The bill was passed in both houses with 34 votes in favor, 5 against, and 1 abstention. It was first introduced in March this year, subsequently reviewed by the Assembly's Committee on Tourism, Gaming, and the Arts, as well as the Appropriations Committee, and was officially approved on June 30. The new regulation stipulates a complete ban on lottery gambling activities, and anyone using lotteries for illegal gambling will face penalties, with enforcement carried out by the Department of Consumer Affairs and the Division of Gaming Enforcement.

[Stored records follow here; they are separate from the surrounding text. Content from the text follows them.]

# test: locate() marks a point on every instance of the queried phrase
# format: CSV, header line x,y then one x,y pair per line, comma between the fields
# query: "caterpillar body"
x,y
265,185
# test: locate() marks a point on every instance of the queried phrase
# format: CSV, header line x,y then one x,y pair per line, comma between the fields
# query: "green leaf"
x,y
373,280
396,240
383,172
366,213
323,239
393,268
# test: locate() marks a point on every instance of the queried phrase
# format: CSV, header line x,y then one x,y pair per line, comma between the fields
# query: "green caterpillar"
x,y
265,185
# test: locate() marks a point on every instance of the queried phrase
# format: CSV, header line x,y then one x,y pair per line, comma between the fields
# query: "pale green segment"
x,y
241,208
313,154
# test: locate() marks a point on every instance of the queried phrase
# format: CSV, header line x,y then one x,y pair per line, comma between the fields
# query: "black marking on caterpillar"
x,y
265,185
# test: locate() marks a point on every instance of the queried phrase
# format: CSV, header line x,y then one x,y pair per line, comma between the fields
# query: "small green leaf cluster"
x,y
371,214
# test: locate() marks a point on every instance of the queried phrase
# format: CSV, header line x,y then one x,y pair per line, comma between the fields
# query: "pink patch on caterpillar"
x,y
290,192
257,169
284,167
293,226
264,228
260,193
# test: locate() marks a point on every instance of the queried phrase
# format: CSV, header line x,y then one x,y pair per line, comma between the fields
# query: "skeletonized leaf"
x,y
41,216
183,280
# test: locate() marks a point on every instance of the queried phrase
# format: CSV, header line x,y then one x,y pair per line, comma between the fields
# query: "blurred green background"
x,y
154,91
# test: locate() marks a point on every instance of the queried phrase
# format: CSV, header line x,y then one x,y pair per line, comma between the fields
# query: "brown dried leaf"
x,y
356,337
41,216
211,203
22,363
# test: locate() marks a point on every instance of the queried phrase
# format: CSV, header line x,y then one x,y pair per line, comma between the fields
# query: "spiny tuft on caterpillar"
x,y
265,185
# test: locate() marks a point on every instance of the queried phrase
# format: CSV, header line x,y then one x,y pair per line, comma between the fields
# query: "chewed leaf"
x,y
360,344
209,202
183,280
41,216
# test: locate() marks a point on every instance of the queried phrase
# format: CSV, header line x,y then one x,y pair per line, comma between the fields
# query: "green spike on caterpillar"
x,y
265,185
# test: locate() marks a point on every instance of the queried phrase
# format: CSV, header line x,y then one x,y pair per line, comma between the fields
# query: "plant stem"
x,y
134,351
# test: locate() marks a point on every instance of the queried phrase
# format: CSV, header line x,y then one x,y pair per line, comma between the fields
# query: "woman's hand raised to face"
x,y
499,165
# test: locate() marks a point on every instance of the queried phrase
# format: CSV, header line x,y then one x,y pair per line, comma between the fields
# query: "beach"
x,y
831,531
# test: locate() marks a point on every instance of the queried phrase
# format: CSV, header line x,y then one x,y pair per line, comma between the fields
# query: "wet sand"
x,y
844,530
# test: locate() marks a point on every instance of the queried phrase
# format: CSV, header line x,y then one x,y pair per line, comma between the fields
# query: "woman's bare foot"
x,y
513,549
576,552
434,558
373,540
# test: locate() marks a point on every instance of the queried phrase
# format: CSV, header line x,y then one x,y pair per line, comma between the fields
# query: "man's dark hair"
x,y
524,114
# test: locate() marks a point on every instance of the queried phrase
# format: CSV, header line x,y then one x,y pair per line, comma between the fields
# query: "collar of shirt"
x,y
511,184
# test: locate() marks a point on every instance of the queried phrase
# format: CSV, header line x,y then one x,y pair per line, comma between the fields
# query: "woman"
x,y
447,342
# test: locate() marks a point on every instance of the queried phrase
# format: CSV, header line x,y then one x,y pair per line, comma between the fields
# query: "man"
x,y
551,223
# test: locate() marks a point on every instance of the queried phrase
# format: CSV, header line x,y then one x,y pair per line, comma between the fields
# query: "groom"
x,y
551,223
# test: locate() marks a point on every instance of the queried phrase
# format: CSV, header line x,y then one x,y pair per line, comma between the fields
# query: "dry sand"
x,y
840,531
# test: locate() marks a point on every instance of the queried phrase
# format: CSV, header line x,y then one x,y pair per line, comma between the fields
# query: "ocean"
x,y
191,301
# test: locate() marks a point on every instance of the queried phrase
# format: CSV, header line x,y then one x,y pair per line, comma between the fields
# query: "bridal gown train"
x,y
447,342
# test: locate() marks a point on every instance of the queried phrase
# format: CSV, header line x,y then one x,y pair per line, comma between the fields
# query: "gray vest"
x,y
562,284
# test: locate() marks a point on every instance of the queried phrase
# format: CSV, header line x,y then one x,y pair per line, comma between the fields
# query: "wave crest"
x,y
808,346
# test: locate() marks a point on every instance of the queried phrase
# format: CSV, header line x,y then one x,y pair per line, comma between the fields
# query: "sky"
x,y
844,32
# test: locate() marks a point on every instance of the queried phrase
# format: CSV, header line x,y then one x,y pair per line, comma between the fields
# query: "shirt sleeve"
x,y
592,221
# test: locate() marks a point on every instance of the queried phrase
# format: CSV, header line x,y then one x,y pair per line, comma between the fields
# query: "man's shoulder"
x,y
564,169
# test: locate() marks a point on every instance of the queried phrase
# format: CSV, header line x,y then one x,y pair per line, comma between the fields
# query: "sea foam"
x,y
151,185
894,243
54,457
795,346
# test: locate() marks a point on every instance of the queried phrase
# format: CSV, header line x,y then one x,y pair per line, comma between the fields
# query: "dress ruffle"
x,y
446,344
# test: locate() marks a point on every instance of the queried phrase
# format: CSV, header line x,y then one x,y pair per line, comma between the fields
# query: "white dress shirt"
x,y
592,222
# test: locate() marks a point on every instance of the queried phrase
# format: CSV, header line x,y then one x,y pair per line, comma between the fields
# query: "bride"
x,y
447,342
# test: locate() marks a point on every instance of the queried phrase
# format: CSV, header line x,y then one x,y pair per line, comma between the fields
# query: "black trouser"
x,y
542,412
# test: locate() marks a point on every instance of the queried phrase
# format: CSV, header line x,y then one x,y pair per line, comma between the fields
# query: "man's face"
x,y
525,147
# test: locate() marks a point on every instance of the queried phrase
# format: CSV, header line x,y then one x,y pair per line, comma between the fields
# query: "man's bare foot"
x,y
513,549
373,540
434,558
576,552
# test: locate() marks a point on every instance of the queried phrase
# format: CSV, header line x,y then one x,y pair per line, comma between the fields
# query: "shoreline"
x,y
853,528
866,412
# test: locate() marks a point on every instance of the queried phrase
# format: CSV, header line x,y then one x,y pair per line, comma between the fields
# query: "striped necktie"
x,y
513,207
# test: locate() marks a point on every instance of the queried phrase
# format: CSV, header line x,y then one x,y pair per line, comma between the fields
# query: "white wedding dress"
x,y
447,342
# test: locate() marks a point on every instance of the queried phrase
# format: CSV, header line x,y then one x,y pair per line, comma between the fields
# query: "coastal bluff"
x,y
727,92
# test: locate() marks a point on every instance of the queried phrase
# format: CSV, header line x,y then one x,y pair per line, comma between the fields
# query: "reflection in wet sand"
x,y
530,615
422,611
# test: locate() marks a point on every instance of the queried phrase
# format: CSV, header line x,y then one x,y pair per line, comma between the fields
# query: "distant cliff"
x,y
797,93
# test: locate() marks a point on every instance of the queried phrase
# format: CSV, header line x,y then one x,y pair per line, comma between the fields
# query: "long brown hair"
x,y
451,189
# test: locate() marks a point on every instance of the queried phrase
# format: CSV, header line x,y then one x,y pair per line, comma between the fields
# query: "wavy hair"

Despite strong opposition from the Social and Promotional Games Association (SPGA), which called the ban "reckless and shortsighted," the prohibition was ultimately implemented.
The tax increase was passed by the Senate with 25 votes in favor and 14 against, now unifying the tax rate for online gambling and mobile sports betting at 19.75%. Governor Phil Murphy plans to sign the bill, making it officially effective.
Market observers note that this move may force some operators to reassess their cost structures, particularly those with thin margins and high customer acquisition costs, posing a risk of contraction or market exit. The performance of operators such as Caesars Atlantic City, Ocean Casino, and Monmouth Park is a focal point of attention.
Furthermore, New Jersey's tax reform initiative echoes the additional tax levied on sports betting in Illinois passed in June, showing that several states in the US are intensifying gambling industry regulation and fiscal policy adjustments. Although the related impacts are still controversial, it clearly reflects that the gambling market is in a period of adjustment.